Assim, no fim de semana passado abriu, em Bragança (Centro de Arte Contemporânea Graça Morais) e S. Martinho de Anta, Sabrosa (Espaço Miguel Torga), a exposição «Corpo e Paisagem», que aí pode ser vista até 17 de Março do próximo ano. No dia 8, foi a vez do Museu de Portimão. Mas irá ainda seguir-se o Centro de Cultura Contemporânea de Castelo Branco (6 de Abril a 28 de Julho de 2019), o Centro de Artes de Sines («Pontos de Encontro», 16 de Março a 9 de Junho) e, finalmente, num regresso ao Algarve, o Museu Municipal de Tavira/Palácio da Galeria («Mares sem Tempo», 23 de Novembro de 2019 a 23 de Fevereiro de 2020).

Como explicou Teresa Patrício Gouveia, «esta é quase uma reedição de uma aventura anterior da fundação, a das bibliotecas itinerantes».

Agora , sendo «a primeira vez que peças da Coleção do Fundador circulam pelo país», esta é também a «primeira ronda daquilo que gostaríamos que fosse uma itinerância prolongada, talvez constante», acrescentou a administradora da Fundação Gulbenkian, na abertura da mostra no Museu de Portimão.

Teresa Patrício Gouveia sublinhou ainda o facto de estas não serem exposições que chegam já prontas do museu lisboeta, antes são o resultado de co-curadoria local, «a partir de um conjunto de obras disponibilizadas», num trabalho que se prolongou por «um ano».

Teresa Patrício Gouveia

No caso de Portimão, como salientaria o diretor científico do Museu e co-curador desta exposição, «acrescentámos as Viagens». «Porque estamos a comemorar o Dia da Cidade e Manuel Teixeira Gomes, que era um imenso viajante, um ávido colecionador e escritor, essa dimensão pareceu-nos importante».

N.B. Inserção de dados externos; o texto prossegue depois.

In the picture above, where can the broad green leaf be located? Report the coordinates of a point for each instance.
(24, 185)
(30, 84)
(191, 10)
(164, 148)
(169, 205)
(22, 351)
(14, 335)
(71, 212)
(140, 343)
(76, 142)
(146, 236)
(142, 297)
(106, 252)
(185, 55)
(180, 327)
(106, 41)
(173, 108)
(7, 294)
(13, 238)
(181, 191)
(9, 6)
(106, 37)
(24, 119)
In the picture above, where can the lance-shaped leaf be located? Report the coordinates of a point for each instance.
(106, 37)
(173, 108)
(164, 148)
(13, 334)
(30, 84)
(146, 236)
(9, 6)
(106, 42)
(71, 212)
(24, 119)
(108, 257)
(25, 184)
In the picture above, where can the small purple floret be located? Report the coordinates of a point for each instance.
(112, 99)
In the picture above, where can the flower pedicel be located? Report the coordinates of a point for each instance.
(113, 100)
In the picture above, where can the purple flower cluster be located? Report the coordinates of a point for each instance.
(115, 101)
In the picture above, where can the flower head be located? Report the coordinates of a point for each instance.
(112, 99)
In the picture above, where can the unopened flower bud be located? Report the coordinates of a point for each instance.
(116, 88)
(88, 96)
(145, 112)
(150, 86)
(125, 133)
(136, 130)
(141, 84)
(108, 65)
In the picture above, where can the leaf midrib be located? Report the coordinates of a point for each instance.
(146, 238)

Para mais porque Teixeira Gomes e Calouste Gulbenkian foram contemporâneos e «quem sabe se não se cruzaram, nas suas viagens, pelo mundo fora?» É isso mesmo que, sublinhou José Gameiro, pretende a mostra inaugurada no sábado no Museu de Portimão: fazer uma «viagem pelo mundo, cruzando tempos, artistas e coleções».

No fundo, completaria Teresa Patrício Gouveia, são «peças que se encontram com as da coleção de Teixeira Gomes e do museu de Portimão».

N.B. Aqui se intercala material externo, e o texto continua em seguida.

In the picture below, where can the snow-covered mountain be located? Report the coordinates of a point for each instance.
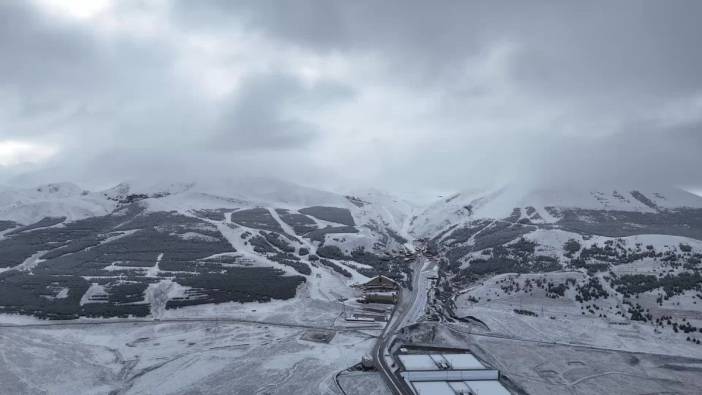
(140, 248)
(544, 205)
(27, 206)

José Gameiro classificou como «desafio estimulante» esta nova «visão descentralizadora da Gulbenkian». Também Isilda Gomes, presidente da Câmara de Portimão, considerou estar-se «a fazer história, ao termos a Fundação Gulbenkian de portas abertas», como se fosse «um museu de proximidade».

Por isso, sublinhou a autarca, é bom constatar que há «gente com coragem e visão estratégica para saber utilizar o que temos de bom no nosso país».

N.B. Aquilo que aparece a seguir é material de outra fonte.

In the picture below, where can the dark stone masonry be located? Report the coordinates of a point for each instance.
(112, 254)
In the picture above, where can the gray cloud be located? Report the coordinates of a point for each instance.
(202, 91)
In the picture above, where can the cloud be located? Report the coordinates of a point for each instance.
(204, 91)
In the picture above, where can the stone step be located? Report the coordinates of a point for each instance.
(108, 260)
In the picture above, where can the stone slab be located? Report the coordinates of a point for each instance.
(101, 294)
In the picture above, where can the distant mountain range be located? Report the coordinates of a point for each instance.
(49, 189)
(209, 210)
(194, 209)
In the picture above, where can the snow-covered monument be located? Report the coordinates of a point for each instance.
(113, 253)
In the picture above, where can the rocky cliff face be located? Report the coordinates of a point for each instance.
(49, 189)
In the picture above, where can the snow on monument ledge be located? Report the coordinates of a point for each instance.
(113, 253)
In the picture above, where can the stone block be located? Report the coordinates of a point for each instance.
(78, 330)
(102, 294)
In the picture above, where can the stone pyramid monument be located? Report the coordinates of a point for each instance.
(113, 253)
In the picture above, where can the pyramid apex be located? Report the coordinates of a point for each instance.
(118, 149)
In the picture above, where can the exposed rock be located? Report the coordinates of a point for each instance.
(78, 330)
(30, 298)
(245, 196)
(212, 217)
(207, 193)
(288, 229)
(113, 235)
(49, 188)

Os quadros adquiridos por Calouste Gulbenkian e Teixeira Gomes, lado a lado

O mote deste iniciativa «Gulbenkian Itinerante» é, precisamente, «atravessar culturas através dos tempos». As duas coleções do Museu Gulbenkian, que percorrem 5000 anos de História e constituem o património artístico da Fundação, integram as obras reunidas por Calouste Sarkis Gulbenkian – a Coleção do Fundador – e o conjunto resultante das aquisições, legados e doações reunido após 1956 na Coleção Moderna.

O projeto «Gulbenkian Itinerante» procura, através de parcerias com instituições em todo o país, divulgar as coleções do Museu Calouste Gulbenkian, «privilegiando as regiões mais distantes dos principais centros culturais» – para já Bragança, Sabrosa, Castelo Branco, Sines, Portimão e Tavira.

Aos parceiros, é dada a possibilidade de escolherem obras dos acervos da duas coleções do Museu Gulbenkian, «com especial enfoque nas peças menos conhecidas ou em obras de autores que merecem ser reencontrados ou mesmo redescobertos», explica a fundação, num jornal lançado para acompanhar este ciclo.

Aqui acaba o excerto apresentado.